Governing - There’s a sense in Philadelphia, as in many major cities these days, that it’s divided between the affluent folks who are driving up condo prices in and around downtown, which is known as Center City, and those being left behind in parts of town plagued by blight and drugs. Philadelphia has received considerable attention in recent years as one of the nation’s top magnets for educated millennials. At the same time, it has the highest poverty rate of any major city, at 25.7 percent. But left out of the equation are places like Mt. Airy, where most people have decent-paying jobs as schoolteachers, as utility company workers or, like James, as nurses. Or they’re part of a generation that was able to retire with decent pensions. Neighborhoods are a little like seesaws. Some are rising to the top, while others seem to be stuck at the bottom. No one seems to pay attention to what’s in the middle.

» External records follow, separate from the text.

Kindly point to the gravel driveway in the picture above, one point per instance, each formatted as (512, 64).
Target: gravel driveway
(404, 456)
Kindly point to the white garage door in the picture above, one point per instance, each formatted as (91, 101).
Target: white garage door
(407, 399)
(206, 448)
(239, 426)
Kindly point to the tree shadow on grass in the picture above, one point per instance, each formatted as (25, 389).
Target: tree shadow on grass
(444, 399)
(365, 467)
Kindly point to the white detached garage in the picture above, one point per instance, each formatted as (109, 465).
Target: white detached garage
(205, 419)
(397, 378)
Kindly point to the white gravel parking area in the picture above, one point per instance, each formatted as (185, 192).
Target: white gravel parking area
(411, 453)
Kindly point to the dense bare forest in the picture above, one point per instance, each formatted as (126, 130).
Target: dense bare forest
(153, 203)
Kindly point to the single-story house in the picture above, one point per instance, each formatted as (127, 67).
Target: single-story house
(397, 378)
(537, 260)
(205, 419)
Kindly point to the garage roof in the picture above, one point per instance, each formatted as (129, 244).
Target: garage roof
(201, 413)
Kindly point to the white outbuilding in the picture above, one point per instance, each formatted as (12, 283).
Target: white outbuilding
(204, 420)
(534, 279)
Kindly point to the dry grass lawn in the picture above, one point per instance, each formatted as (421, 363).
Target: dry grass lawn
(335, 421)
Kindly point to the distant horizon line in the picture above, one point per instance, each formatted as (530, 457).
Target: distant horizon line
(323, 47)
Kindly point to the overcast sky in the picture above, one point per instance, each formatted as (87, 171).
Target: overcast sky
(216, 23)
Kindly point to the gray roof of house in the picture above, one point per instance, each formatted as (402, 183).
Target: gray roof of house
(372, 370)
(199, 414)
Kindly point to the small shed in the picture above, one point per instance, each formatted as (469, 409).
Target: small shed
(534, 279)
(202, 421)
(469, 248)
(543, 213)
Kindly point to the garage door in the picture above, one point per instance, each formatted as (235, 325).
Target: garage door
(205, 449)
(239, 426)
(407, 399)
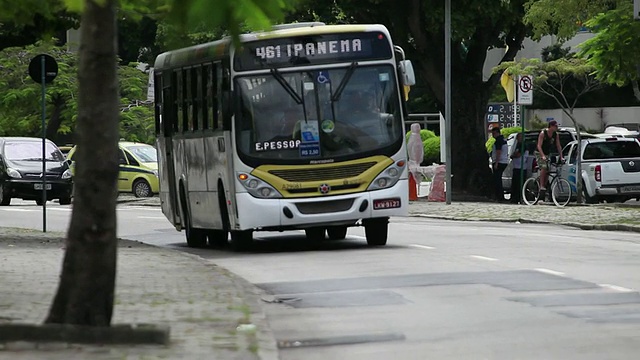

Middle neighborhoods have been off the nation’s policy radar for decades. While many of them are relatively stable, others have become shaky in recent years, due to a lack of interest from governments and the private sector. That has left large shares of urban America at risk, particularly in older cities. In Philadelphia, 41 percent of residents live in what are defined as middle neighborhoods, where most people earn between 80 and 120 percent of the area median income, which in the Philadelphia region is $66,000. Nationwide, 48 percent of urban residents live in such neighborhoods, which tend to be more diverse than either wealthy or low-income areas. “There are huge chunks of our cities that are not seeing rapid growth, nor are they completely desolate, economically isolated places,” says Jeffrey Verespej, who runs a community development corporation in Cleveland. “They’re not as sexy as high-investment, high-growth neighborhoods and lack the moral imperative to help those who are truly needy.”
But they’re increasingly under threat. The reality is that no place stays exactly the same year after year. All neighborhoods evolve. The question is what direction they’re moving in, and what forces are pushing them that way. Middle neighborhoods have a lot working against them. Most are not especially close to downtown and lack the anchor institutions such as universities or hospitals that spur new investment. Residents of middle neighborhoods generally don’t receive assistance from poverty programs. At the same time, they don’t have access to capital, either. Half of the residents of Philadelphia -- and many in Mt. Airy -- have credit scores below 650, perilously close to the point where banks won’t even bother looking at a loan application. The city’s denial rate for home improvement loans is 62 percent, well above the national average of 37 percent.